ウォータマンという人は末尾に掲げる本のなかで、こんな興味あることを書いています。少し長くなりますが、要点を引用してみましょう。
会社の長期的な改善は、ただ単に管理者が注目するだけでは達成できない。社員の能力を管理者が本心から信じ、それが相手に伝わって初めて達成できるのだ。信用できる期待は好結果を生む。だが嘘の期待、あるいはどうせできっこないという態度は、逆の結果を引き起こす。これを”ピグマリオン効果”と呼ぶ。
ここで、ピグマリオン効果の謂れをちょっと拝借。
ピグマリオンというのは、もともとは神話に出てくるキプロスの王様の名前。彼は彫刻を趣味としていたが、ある時自分で彫った象牙の女性像に恋をしてしまった。
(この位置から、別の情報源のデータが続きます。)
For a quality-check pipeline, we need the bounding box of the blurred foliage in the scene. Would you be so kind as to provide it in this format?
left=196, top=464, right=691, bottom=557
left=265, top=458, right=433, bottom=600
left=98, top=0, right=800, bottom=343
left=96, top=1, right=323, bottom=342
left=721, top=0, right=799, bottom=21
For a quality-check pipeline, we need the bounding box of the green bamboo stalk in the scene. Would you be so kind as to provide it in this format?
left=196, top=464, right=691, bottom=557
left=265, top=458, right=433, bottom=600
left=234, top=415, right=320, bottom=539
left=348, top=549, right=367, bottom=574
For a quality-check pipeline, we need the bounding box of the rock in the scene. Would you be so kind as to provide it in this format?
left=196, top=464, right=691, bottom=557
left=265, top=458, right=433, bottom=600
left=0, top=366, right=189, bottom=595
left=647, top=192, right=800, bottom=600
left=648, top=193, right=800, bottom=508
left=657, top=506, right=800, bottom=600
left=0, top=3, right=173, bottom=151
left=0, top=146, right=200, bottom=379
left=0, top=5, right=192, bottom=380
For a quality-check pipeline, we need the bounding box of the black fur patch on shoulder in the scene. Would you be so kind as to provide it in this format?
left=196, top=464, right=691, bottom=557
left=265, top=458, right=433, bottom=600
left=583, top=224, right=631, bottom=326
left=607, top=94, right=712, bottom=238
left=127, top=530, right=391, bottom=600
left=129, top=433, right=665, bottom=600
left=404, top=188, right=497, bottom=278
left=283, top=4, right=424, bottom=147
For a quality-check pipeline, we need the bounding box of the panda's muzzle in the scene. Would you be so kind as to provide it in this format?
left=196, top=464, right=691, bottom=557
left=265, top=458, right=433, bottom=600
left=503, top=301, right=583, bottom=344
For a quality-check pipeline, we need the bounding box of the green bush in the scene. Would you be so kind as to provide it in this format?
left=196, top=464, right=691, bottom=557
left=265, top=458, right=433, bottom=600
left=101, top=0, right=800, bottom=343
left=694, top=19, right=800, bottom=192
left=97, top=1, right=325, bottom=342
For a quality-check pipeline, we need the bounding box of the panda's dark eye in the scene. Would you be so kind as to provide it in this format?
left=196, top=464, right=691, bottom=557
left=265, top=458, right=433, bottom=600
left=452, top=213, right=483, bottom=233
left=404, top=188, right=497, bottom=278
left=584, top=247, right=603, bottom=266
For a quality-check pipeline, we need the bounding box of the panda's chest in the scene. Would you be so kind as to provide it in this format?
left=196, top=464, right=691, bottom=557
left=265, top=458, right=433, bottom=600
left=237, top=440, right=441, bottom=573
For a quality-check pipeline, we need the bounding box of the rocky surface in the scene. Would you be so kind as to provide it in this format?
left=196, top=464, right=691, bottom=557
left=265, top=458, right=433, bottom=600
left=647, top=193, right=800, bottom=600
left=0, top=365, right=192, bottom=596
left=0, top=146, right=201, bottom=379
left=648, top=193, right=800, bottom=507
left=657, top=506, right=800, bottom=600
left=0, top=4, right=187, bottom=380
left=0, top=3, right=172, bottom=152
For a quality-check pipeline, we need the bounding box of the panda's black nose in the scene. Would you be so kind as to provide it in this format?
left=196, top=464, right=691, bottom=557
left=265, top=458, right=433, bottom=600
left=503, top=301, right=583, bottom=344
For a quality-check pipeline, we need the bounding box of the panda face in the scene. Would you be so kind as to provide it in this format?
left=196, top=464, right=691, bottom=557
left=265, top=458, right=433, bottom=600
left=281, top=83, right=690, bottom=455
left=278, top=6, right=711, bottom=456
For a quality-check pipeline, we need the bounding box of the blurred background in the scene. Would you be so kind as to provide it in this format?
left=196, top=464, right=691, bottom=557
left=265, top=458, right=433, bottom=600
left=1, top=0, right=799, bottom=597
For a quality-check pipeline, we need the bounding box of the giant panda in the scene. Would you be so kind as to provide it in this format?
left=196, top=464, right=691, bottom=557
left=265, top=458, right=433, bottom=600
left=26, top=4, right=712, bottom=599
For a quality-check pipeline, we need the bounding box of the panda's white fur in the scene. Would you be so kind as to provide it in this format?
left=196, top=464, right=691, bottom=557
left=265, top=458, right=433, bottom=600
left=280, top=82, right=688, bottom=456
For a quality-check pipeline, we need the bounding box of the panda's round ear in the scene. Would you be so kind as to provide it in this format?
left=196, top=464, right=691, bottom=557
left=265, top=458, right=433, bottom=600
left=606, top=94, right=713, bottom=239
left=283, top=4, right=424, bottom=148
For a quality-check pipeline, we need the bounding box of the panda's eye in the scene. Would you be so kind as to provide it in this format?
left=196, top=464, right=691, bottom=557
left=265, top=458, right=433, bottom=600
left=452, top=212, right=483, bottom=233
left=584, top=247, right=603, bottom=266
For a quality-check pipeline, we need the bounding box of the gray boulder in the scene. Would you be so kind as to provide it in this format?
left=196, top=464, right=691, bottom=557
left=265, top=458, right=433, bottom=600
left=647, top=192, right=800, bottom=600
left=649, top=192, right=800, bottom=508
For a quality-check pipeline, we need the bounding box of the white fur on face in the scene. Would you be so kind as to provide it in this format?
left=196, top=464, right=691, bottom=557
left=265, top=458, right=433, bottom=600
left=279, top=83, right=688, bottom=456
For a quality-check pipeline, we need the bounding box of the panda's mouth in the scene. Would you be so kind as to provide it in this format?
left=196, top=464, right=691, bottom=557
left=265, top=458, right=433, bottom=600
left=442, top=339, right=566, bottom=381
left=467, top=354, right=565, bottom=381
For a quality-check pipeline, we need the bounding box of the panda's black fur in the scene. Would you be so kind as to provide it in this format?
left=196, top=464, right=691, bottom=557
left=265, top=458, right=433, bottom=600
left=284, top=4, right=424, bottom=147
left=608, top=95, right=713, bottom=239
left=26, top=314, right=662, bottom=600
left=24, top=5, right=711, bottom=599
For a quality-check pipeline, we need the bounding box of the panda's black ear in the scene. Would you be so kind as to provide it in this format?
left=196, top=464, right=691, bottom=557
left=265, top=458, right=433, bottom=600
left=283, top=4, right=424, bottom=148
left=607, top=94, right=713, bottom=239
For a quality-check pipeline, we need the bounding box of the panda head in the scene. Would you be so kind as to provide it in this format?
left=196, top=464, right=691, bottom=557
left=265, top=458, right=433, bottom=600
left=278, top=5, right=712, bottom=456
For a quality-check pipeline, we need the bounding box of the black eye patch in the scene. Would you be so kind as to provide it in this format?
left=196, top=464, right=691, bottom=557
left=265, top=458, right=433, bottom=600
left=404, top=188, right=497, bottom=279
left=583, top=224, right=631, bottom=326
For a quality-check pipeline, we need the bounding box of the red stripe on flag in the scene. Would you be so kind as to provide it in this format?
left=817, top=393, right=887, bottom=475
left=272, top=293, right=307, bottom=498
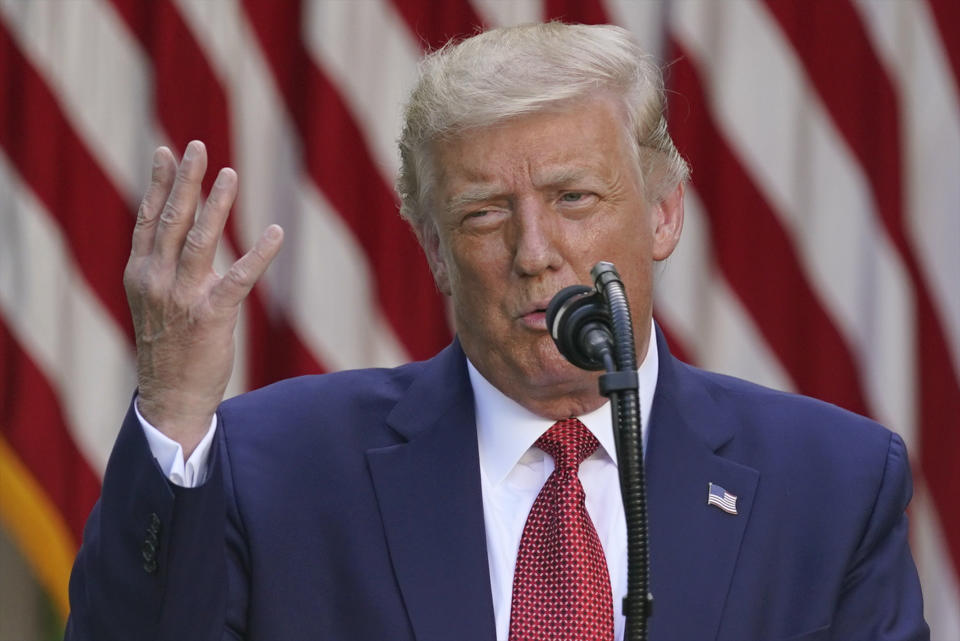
left=108, top=0, right=324, bottom=388
left=241, top=0, right=451, bottom=362
left=763, top=2, right=906, bottom=236
left=765, top=0, right=960, bottom=578
left=388, top=0, right=485, bottom=51
left=108, top=0, right=232, bottom=195
left=543, top=0, right=610, bottom=24
left=926, top=0, right=960, bottom=97
left=246, top=307, right=327, bottom=385
left=667, top=43, right=871, bottom=417
left=0, top=318, right=101, bottom=544
left=0, top=21, right=134, bottom=341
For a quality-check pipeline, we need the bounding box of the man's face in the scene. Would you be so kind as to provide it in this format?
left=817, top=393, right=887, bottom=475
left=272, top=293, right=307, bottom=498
left=424, top=96, right=683, bottom=419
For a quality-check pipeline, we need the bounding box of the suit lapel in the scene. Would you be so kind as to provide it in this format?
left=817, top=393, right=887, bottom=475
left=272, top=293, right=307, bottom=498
left=366, top=341, right=497, bottom=641
left=645, top=329, right=760, bottom=641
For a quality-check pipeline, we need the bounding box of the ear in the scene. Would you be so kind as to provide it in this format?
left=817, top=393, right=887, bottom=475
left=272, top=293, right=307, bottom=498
left=420, top=222, right=452, bottom=296
left=651, top=182, right=684, bottom=261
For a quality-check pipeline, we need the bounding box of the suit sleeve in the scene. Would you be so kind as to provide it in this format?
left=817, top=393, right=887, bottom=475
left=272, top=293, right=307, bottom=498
left=65, top=399, right=243, bottom=641
left=831, top=432, right=929, bottom=641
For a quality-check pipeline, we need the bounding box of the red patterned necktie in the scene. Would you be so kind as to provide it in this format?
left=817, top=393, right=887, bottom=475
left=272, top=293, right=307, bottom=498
left=508, top=418, right=615, bottom=641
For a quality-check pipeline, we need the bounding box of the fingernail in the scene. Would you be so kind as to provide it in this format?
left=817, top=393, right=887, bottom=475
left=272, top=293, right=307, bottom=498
left=152, top=148, right=164, bottom=169
left=184, top=142, right=197, bottom=161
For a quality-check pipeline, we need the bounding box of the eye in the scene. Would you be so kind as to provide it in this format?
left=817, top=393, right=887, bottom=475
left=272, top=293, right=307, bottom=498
left=461, top=207, right=508, bottom=231
left=463, top=209, right=496, bottom=223
left=557, top=192, right=598, bottom=211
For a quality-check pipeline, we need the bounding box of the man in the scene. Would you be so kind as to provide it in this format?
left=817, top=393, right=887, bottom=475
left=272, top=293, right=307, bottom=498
left=66, top=23, right=927, bottom=641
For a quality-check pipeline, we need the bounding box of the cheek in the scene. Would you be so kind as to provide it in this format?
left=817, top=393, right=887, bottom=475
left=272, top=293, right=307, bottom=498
left=444, top=241, right=496, bottom=306
left=586, top=216, right=651, bottom=267
left=450, top=231, right=511, bottom=277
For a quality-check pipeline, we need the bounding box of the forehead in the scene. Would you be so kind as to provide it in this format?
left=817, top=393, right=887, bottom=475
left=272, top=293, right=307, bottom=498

その像こそ、彼の理想の女性の姿そのものだった。彼はその像に生命を与えるよう、神に祈り続けた。そしてついにその祈りがビーナスの心を動かし、像は生きた女性の姿となって彼の前に現れた、とさ。
この話をもとに、バーナード・ショーは『ピグマリオン』という脚本を書きました。ヘンリー・ヒギンスという人が花売り娘イライザ・ドゥリトルにキングス・イングリッシュを教え、淑女に仕立て上げるという有名なストーリーです。
ピグマリオンの神話は、その底に次のテーマを含んでいるのです。それは、人の行為というのは相手の期待度を反映するというテーマです。教育においても仕事においても、何をどう期待するかによって結果に大きな違いが生まれるのです。言い換えれば、”人は自分に何を期待するかということと同時に、まわりから何を期待されているかによっても影響されがちだ”(ロバート・マートン)というわけです。わたしたちが抱くイメージを相手が信じてくれたとき、そのイメージは「自己達成」するというのです。
ちょっとややこしくなりましたが、ピグマリオンという言葉に出くわすことがあります。そのときそのさわりを思い出していただければ、ハテナ博士の”ピグマリン効果”は甚だ大きいと自己満足しています。